The Taishan Nuclear Power Plant in southern China's Guangdong province. Photo: Handout
The Taishan Nuclear Power Plant in southern China's Guangdong province. Photo: Handout

A massive Chinese nuclear power plant a mere 130 kilometers from Hong Kong that has been dogged by controversy over safety and other issues went online last week after a five-year delay.

The plant is in China’s southern Guangdong province, an economic dynamo whose annual gross domestic product is now on par with that of Russia and South Korea. The province has been intent on harnessing nuclear power to feed more electricity into its grid for its sprawling cities and manufacturing clusters.

Four nuclear plants along Guangdong’s coastline are already up and running and now a colossal new reactor at the Taishan Power Plant quietly went online last week. The plant has been plagued by bickering between technicians and Chinese officials as well as their French counterparts concerning safety and contingency measures, controversies that resulted in a five-year delay.

A joint venture by the state-owned China General Nuclear Power Corp (CGN) and Électricité de France, the Taishan plant is a mere 130 kilometers west of Hong Kong. It is home to the world’s first operational reactor of the novel third-generation European Pressurized Reactor (EPR) configuration, arguably the world’s largest electrical generator as measured by nameplate capacity.

An overview of the Taishan Plant, with the domes of its two reactors visible on the left. Photo: Handout
Screenshot 2018-12-18 at 3.11.55 PM
Taishan base is on the peripheral of the populous Pearl River Delta that also includes Hong Kong and Macau. Photo: Google Maps

Of the 1,750 MWe gross delivered by the Taishan reactor, about 90 MWe will be used by plant systems such as the large pumps to circulate cooling water, leaving 1,660 MWe net for supply to the grid, according to CGN.
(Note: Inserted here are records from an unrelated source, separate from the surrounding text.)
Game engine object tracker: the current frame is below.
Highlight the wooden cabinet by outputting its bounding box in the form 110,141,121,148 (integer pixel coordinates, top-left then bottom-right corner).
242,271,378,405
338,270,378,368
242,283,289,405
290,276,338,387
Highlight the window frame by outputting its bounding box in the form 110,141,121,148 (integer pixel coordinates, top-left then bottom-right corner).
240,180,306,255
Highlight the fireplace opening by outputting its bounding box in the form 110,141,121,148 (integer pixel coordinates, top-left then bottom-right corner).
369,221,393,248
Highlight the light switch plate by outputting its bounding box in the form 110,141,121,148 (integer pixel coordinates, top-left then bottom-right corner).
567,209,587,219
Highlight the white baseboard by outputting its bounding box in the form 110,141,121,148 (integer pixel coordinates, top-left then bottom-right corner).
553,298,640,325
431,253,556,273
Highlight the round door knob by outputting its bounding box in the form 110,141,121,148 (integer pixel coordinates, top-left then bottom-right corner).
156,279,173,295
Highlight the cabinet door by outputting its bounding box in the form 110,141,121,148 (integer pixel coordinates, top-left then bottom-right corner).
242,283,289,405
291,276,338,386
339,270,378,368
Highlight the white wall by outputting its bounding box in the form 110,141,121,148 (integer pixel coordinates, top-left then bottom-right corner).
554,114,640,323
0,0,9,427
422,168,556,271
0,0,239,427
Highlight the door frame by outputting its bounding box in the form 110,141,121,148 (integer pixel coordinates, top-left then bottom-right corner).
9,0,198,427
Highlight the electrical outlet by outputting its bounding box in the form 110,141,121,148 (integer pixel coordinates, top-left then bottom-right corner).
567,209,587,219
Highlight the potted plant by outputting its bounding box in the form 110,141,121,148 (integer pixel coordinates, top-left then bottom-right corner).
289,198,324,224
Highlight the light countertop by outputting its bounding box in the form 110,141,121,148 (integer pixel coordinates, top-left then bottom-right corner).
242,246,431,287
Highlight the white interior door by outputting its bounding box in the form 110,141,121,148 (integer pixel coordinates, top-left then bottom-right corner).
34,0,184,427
A second EPR at the same plant is slated to go live early next year.

Meanwhile, France’s Flamanville EPR project is still years behind its original commission target, the same as another plant in Finland.
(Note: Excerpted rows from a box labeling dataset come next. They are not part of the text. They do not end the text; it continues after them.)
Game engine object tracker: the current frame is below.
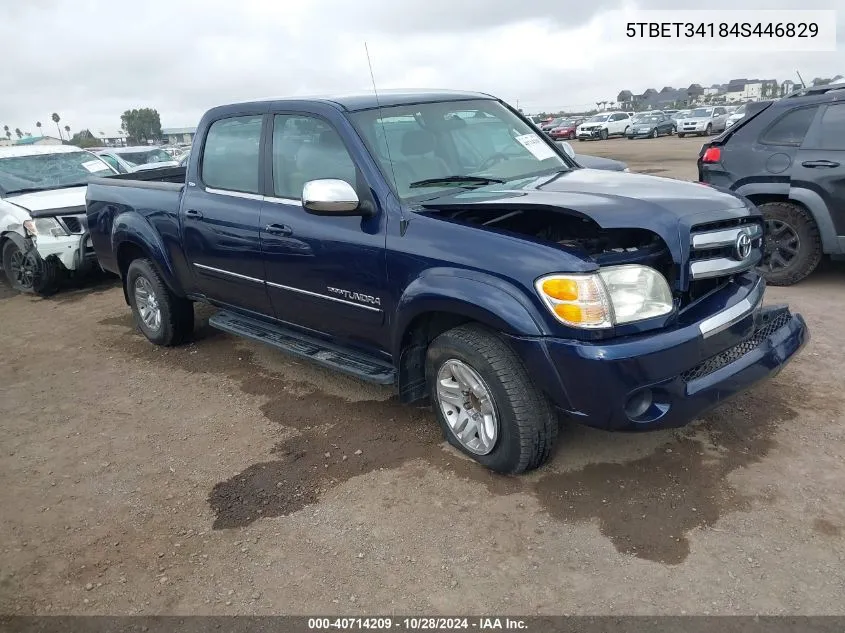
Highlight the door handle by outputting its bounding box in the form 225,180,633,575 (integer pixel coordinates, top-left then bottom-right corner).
264,224,293,236
801,160,839,168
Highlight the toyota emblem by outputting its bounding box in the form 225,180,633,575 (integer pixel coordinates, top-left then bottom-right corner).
734,231,751,261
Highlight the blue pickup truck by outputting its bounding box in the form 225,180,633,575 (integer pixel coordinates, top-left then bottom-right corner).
87,92,809,473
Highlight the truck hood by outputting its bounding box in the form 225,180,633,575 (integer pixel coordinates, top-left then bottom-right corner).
4,185,87,218
421,169,752,262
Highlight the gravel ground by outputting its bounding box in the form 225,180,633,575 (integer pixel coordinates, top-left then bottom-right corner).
0,138,845,615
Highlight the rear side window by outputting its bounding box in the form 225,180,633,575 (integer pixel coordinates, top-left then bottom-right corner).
819,103,845,150
760,106,818,145
202,114,262,193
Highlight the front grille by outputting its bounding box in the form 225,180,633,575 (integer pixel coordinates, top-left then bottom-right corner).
61,215,82,233
681,311,792,382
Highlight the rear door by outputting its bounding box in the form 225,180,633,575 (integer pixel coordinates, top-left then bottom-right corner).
261,112,388,349
791,102,845,235
181,112,273,315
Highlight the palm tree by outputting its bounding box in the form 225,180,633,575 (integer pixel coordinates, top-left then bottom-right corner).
50,112,65,140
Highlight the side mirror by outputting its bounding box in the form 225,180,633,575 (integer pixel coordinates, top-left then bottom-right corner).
560,141,575,160
302,178,369,215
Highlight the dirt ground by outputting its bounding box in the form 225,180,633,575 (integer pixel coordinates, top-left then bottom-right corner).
0,139,845,615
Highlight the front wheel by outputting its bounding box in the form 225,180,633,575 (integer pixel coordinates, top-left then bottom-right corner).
3,240,59,295
426,325,558,474
126,259,194,346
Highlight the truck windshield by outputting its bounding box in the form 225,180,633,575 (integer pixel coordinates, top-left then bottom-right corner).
115,148,173,167
0,151,114,194
350,99,569,200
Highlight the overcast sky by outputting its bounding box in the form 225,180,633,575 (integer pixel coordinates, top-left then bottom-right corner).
0,0,845,135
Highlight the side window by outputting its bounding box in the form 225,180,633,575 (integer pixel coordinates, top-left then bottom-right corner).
202,114,261,193
819,103,845,150
273,114,356,200
760,106,818,145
Xinhua notes that the generator stator – the stationary part of a rotary system – at the Taishan reactor weighs almost 500 tonnes, and its double layer concrete dome is said to be strong enough to withstand a direct hit by a plane and can contain the fallout in a Chernobyl-like scenario, with improvements also made in light of the 2011 Fukushima incident.

CGN admitted that the Taishan reactor was “challenging to construct.” Environmentalists were also fuming at the elusive nature of the plant’s planning and project supervision, amid widespread skepticism about its safety and system redundancy.

Many opposed to the new EPR design demanded that the new reactor remain off the grid before every part could be checked by a third party, to which CGN and China’s National Energy Administration never  acceded.

A file photo shows a dome being placed on its concrete drum at the Taishan Plant. Photo: Xinhua

In 2015, France’s Nuclear Safety Authority admitted there were safety concerns about an EPR being built in Flamanville. The watchdog also warned that Taishan, which shared the same design and whose pressure vessels were procured from the same supplier, could also suffer from the same safety issues.

There were also reports alleging that the Taishan rector “did not receive the latest safety tests before installation,” as the French manufacturer said its tests detected faults that could lead to cracks in the reactor shell.

In December 2017, Hong Kong media blew the lid on a cover-up involving a cracked boiler found during test runs.

But CGN insisted that all design and quality issues had been ironed out throughout the years of delays and the pair of reactors in Taishan were indeed safer than the old units at the Daya Bay Plant built in Shenzhen in the late 1980s.

The Daya Bay project once triggered a massive outcry in Hong Kong when many rallied and petitioned against having a nuclear plant on the city’s doorstep.